In fact, recent research found that possessing a high level of expertise makes your intuition more accurate over time. That’s great news for IC designers because the work they do to deepen their craft helps them fine-tune their design instincts.
Version control is the missing ingredient to developing design instincts
Building design instincts comes down to seeing what worked and what didn’t in a project and figuring out why. In the past, honing your design instincts was a long, fragmented process.
You would save each version: v1, v2, v3, final, final_final, in a Dropbox folder filled with snapshots in time. But what you were missing was the why—and what led you to go from V1 to V2.
It was like seeing only the first and last step in a long list of instructions that came with your Ikea dresser. You didn’t know the feedback you received, who gave you that feedback, the iterations you tried and why.
But with version control, not only do you have more time because all of the feedback and iterations are in one place, but you also get to see the entire narrative of a project, from beginning to end. This empowers you to gain a deeper understanding of the context of the decisions that were made every step of the way. It’s a new way to observe the design process.

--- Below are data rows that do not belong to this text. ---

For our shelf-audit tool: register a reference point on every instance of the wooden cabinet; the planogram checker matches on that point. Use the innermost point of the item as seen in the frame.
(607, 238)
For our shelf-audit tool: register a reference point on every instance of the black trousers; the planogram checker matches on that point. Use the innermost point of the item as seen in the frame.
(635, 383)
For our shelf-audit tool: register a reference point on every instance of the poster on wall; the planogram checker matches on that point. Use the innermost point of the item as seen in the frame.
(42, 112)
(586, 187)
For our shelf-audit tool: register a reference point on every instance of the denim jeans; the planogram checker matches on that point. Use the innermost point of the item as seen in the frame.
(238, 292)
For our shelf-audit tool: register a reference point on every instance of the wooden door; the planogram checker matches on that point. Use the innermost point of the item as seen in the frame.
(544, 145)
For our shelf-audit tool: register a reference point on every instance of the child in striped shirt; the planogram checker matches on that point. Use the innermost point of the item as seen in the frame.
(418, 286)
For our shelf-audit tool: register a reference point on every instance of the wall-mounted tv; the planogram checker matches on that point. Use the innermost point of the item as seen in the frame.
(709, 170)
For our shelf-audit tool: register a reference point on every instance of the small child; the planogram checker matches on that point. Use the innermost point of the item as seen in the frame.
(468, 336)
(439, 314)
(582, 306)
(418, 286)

Version control means you get access to the mind of a designer in a way that you couldn’t before. A more junior designer can follow along and understand the decisions of a more seasoned designer on their team as if by osmosis or subliminal learning. It takes the pain out of onboarding because a new designer on the team can get ramped up quickly and have the same institutional knowledge as their teammates.

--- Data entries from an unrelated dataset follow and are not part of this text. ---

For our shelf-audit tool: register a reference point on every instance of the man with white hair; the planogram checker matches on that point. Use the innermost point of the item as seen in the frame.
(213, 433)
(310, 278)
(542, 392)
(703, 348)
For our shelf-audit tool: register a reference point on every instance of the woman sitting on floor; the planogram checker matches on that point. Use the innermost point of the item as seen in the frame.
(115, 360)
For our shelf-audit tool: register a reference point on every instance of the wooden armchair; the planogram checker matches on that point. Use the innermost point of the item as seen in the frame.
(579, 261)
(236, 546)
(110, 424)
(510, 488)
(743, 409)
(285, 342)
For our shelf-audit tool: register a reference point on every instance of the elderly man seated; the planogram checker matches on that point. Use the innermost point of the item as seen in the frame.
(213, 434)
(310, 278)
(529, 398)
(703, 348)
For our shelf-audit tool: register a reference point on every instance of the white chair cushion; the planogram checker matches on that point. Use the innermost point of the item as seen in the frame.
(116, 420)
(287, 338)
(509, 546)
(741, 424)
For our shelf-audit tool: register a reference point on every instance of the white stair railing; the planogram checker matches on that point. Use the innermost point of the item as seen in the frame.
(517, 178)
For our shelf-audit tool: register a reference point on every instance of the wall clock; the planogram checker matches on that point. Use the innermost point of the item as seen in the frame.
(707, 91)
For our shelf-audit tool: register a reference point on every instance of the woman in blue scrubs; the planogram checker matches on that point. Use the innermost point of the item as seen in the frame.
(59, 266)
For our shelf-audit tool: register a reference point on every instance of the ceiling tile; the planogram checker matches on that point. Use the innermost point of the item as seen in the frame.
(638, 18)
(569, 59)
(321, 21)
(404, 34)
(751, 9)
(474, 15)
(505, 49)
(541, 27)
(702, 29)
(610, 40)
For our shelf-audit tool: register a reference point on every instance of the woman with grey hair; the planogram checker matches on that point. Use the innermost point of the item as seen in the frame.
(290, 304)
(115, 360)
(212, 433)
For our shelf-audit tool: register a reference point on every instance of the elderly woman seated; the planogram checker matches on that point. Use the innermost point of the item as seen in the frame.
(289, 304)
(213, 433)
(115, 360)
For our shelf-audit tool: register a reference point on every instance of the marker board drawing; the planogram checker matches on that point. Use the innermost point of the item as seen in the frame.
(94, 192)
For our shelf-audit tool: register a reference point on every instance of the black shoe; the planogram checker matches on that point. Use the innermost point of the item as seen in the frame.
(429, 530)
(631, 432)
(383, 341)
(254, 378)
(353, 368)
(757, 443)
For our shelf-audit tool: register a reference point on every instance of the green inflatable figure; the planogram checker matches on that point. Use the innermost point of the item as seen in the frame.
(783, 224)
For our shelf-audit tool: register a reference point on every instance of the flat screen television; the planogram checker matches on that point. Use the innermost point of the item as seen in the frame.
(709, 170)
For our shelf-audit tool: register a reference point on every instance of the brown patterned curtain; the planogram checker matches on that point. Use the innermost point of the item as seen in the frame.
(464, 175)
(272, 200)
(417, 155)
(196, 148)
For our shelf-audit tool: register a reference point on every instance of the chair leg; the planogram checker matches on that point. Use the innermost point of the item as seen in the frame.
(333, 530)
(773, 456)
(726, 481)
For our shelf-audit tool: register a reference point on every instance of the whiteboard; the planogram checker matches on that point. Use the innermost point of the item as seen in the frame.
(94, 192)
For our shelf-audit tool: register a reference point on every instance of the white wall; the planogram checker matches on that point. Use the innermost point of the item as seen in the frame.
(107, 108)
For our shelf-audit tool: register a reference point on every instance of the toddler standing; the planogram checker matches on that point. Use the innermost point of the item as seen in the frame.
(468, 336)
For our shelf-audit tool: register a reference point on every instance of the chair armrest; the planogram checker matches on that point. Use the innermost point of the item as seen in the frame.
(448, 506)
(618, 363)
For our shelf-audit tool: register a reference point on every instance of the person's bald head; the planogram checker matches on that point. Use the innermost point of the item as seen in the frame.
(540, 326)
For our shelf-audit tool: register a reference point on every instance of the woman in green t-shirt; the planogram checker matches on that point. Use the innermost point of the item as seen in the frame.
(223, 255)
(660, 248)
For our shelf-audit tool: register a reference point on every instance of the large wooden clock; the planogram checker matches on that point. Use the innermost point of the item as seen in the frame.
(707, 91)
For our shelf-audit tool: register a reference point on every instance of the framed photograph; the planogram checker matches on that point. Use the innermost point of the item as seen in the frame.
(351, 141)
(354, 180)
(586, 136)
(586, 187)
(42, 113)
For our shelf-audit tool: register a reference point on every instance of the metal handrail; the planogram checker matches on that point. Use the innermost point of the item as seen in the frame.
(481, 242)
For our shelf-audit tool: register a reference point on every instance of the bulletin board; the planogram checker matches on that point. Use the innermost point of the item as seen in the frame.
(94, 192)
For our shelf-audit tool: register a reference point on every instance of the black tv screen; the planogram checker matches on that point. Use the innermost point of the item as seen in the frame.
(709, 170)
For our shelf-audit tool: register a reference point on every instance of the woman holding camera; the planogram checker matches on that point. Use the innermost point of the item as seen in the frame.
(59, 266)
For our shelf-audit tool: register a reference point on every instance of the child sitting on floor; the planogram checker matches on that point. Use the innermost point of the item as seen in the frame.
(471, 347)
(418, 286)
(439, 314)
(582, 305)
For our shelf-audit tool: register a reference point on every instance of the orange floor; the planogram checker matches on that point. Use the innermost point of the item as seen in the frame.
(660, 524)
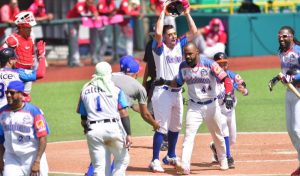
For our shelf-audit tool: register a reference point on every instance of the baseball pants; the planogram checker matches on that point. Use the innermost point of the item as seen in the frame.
(195, 116)
(103, 139)
(168, 109)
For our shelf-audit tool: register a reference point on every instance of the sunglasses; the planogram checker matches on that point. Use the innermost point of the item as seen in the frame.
(12, 93)
(172, 33)
(284, 36)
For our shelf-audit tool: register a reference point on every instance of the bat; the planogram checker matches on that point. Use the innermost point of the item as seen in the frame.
(290, 86)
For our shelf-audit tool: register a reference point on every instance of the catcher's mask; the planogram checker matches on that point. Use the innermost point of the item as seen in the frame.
(176, 7)
(220, 57)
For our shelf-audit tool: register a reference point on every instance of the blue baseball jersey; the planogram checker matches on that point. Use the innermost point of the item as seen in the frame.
(167, 60)
(202, 79)
(236, 80)
(97, 104)
(7, 75)
(290, 59)
(20, 130)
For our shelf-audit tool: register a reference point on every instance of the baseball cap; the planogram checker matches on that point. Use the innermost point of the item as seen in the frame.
(16, 85)
(124, 61)
(132, 66)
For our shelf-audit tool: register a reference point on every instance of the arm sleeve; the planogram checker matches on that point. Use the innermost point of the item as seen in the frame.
(122, 102)
(157, 47)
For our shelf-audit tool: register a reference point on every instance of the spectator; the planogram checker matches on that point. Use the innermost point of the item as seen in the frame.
(105, 8)
(212, 38)
(131, 8)
(248, 6)
(156, 7)
(23, 45)
(39, 11)
(7, 15)
(81, 9)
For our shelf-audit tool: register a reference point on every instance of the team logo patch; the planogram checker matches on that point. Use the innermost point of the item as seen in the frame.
(40, 124)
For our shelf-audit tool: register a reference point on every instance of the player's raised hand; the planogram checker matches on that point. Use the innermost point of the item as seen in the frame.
(228, 100)
(41, 48)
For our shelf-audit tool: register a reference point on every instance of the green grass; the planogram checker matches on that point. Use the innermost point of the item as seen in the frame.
(260, 111)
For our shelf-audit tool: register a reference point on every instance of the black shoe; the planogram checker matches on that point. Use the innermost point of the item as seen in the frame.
(164, 146)
(214, 150)
(231, 163)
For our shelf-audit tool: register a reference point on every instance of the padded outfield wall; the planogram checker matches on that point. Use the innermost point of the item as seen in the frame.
(248, 34)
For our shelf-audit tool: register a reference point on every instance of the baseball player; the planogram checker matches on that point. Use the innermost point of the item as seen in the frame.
(104, 117)
(23, 135)
(85, 8)
(289, 55)
(9, 73)
(201, 75)
(228, 115)
(23, 45)
(167, 102)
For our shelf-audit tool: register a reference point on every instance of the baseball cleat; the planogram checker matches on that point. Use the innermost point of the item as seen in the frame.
(164, 146)
(156, 167)
(296, 172)
(224, 164)
(170, 161)
(214, 150)
(231, 163)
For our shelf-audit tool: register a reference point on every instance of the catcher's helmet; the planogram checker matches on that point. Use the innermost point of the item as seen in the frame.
(220, 57)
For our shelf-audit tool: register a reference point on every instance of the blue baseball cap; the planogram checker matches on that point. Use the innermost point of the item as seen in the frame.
(132, 67)
(16, 85)
(124, 61)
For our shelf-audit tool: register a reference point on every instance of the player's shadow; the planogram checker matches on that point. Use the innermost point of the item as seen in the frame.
(206, 166)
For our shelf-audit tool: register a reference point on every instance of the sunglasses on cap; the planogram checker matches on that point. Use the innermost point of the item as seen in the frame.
(284, 35)
(172, 33)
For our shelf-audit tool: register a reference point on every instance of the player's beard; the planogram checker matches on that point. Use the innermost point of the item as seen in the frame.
(191, 62)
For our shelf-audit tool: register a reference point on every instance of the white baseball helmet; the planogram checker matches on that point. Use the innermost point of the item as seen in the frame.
(25, 18)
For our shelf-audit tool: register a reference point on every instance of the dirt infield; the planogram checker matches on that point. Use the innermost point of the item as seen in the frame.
(254, 154)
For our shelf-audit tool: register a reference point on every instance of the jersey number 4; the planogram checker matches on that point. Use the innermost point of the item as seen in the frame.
(98, 104)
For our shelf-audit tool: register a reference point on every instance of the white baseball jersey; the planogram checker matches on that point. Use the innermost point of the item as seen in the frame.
(97, 105)
(202, 79)
(290, 59)
(8, 74)
(167, 60)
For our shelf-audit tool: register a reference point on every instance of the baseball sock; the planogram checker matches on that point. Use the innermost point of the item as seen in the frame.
(172, 141)
(157, 141)
(227, 144)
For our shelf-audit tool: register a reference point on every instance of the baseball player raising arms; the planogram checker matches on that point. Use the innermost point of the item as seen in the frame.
(23, 135)
(201, 76)
(289, 54)
(9, 73)
(101, 104)
(228, 115)
(167, 101)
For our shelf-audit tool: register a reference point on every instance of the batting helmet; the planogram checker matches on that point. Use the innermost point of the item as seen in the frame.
(5, 55)
(220, 57)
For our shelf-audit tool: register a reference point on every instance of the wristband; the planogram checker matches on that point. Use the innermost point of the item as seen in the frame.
(126, 124)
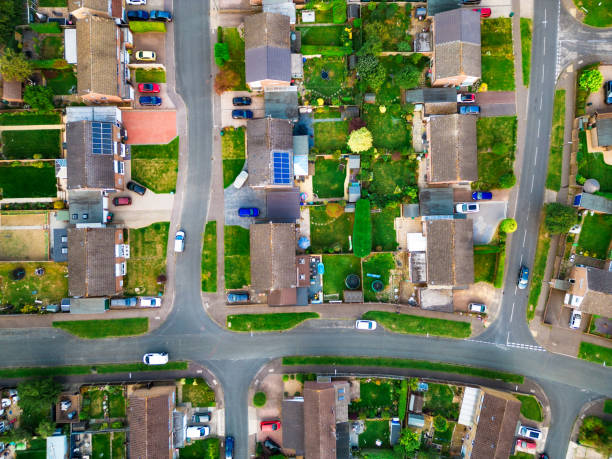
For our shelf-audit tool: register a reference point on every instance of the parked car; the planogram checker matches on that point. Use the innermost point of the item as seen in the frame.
(529, 432)
(467, 207)
(138, 15)
(466, 98)
(242, 114)
(469, 109)
(482, 195)
(136, 188)
(148, 88)
(575, 319)
(152, 101)
(122, 201)
(248, 212)
(365, 325)
(179, 241)
(164, 16)
(240, 101)
(523, 277)
(155, 358)
(267, 426)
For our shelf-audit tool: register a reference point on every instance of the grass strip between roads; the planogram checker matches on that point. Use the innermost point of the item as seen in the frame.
(268, 322)
(29, 372)
(92, 329)
(417, 325)
(404, 363)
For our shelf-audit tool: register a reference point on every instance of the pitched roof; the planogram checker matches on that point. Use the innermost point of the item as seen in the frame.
(450, 252)
(453, 154)
(273, 256)
(91, 261)
(149, 420)
(97, 56)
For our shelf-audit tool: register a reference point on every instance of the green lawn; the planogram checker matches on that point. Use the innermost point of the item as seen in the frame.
(267, 322)
(526, 32)
(40, 144)
(329, 233)
(156, 166)
(496, 148)
(595, 353)
(328, 181)
(330, 135)
(553, 178)
(209, 258)
(237, 257)
(497, 54)
(233, 153)
(530, 407)
(147, 259)
(337, 267)
(418, 325)
(94, 329)
(596, 235)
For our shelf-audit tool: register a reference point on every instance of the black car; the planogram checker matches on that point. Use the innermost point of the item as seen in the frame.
(136, 188)
(138, 15)
(240, 101)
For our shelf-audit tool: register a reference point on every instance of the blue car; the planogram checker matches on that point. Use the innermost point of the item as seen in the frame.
(248, 212)
(150, 100)
(482, 195)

Version control makes it that much easier for you to hone your design instincts because you can quickly identify knowledge gaps and easily pinpoint patterns of bottleneck across projects, giving you deep insight into how projects progress and improving the design process as a result.

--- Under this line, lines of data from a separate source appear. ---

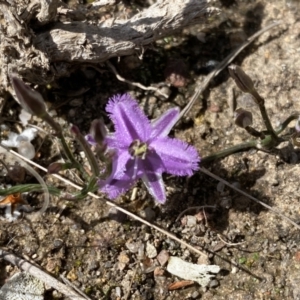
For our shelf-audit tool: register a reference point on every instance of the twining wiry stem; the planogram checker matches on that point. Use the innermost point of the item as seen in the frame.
(207, 172)
(221, 66)
(286, 122)
(267, 122)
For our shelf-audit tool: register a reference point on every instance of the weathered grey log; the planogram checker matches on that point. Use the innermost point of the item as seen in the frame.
(49, 52)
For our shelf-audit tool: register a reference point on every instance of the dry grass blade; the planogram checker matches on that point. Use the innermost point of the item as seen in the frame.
(25, 164)
(128, 213)
(41, 275)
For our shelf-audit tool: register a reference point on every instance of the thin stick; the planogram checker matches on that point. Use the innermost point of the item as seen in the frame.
(229, 244)
(222, 65)
(73, 286)
(41, 275)
(137, 84)
(194, 207)
(205, 171)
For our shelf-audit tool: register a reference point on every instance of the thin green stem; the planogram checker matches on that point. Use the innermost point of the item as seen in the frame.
(230, 150)
(267, 121)
(267, 142)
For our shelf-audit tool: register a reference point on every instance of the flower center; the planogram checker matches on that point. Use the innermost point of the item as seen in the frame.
(138, 149)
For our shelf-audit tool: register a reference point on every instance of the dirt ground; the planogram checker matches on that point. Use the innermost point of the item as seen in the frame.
(106, 254)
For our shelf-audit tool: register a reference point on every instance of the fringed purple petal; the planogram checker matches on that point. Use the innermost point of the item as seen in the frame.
(90, 140)
(162, 126)
(115, 187)
(178, 157)
(130, 121)
(155, 186)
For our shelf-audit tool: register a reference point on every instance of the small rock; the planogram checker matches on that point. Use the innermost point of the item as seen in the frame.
(151, 251)
(163, 257)
(213, 283)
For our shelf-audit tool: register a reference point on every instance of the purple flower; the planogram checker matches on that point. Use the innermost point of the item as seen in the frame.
(143, 150)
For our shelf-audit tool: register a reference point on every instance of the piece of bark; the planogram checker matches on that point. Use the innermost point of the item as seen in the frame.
(49, 52)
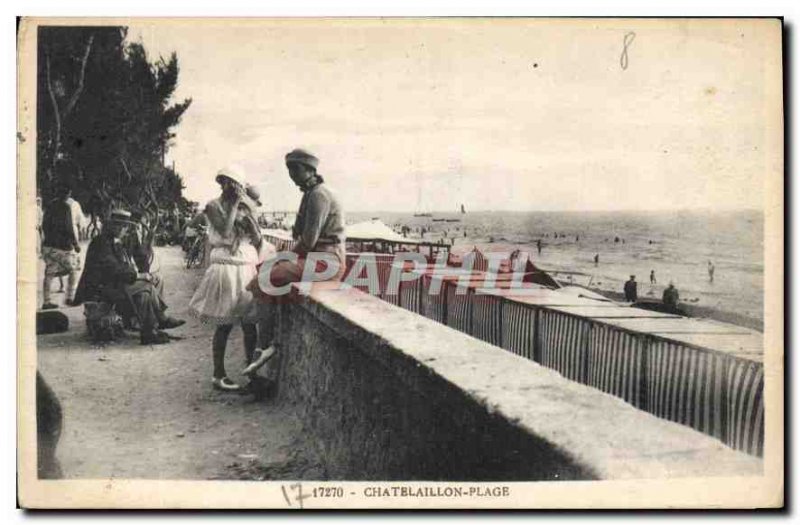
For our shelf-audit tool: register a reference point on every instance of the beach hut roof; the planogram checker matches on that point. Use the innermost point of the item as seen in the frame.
(375, 230)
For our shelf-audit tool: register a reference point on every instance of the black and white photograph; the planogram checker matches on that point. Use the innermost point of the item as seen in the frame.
(432, 263)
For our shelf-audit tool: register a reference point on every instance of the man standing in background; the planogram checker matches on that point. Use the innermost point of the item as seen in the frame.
(59, 246)
(630, 290)
(319, 227)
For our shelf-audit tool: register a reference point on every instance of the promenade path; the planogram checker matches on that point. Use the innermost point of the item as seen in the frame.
(142, 412)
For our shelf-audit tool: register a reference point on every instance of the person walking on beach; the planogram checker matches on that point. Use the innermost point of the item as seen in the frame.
(222, 297)
(671, 297)
(319, 227)
(630, 290)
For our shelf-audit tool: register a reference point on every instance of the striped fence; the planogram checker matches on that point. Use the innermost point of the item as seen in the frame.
(713, 392)
(282, 244)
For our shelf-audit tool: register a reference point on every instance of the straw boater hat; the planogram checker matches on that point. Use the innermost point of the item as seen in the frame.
(254, 194)
(233, 173)
(301, 156)
(120, 216)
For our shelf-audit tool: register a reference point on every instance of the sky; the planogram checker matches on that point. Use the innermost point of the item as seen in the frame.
(498, 114)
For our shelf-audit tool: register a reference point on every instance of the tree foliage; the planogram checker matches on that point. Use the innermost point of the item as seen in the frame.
(105, 121)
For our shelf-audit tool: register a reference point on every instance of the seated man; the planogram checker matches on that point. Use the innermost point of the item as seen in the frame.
(110, 275)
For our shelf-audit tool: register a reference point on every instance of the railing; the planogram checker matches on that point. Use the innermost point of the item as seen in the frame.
(282, 243)
(714, 392)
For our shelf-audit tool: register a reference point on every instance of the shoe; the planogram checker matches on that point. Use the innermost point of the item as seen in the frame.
(154, 338)
(260, 359)
(224, 384)
(171, 322)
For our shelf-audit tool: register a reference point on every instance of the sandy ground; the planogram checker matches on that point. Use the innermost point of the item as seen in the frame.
(133, 411)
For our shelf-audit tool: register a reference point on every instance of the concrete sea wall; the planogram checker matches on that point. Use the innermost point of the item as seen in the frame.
(390, 395)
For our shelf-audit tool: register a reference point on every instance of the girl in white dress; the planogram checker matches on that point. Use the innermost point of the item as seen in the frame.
(222, 298)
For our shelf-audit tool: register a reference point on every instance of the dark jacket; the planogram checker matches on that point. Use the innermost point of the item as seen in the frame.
(320, 219)
(108, 268)
(670, 297)
(630, 291)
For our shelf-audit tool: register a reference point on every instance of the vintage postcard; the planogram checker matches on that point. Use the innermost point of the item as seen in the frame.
(400, 263)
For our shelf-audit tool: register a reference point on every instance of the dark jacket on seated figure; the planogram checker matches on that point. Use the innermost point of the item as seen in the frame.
(110, 275)
(107, 270)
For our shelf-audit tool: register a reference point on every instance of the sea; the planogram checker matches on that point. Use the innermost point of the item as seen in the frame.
(676, 245)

You’re learning from the collective experiences of your design team, so there’s no more playing catch-up. It’s like matrix-style learning but you don’t have to put on an electrode-embedded head cap to learn new information quickly.
Empowering the IC in a more open world of design
In a recent blog post, our co-founder and CEO described how version control creates a major shift in how we view and learn from the design process: “By introducing transparency and a predictable workflow, we can bring others into our process, helping them understand the intentionality that goes into designing a great product.”
As more organizations become focused on design, the design process has also become more transparent and collaborative. More designers and companies are sharing how they arrived at their design solutions on Medium and the like. Version control is the natural extension of a more open design community. This push towards transparency benefits IC designers who are constantly looking for ways to refine their craft.
Version control gives your adaptive unconscious the context and information it needs to help you come up with great design solutions faster in the future. Equipped with a streamlined workflow and unprecedented access to organizations’ design processes, it’s exciting to think about what the next generation of designers will be able to do.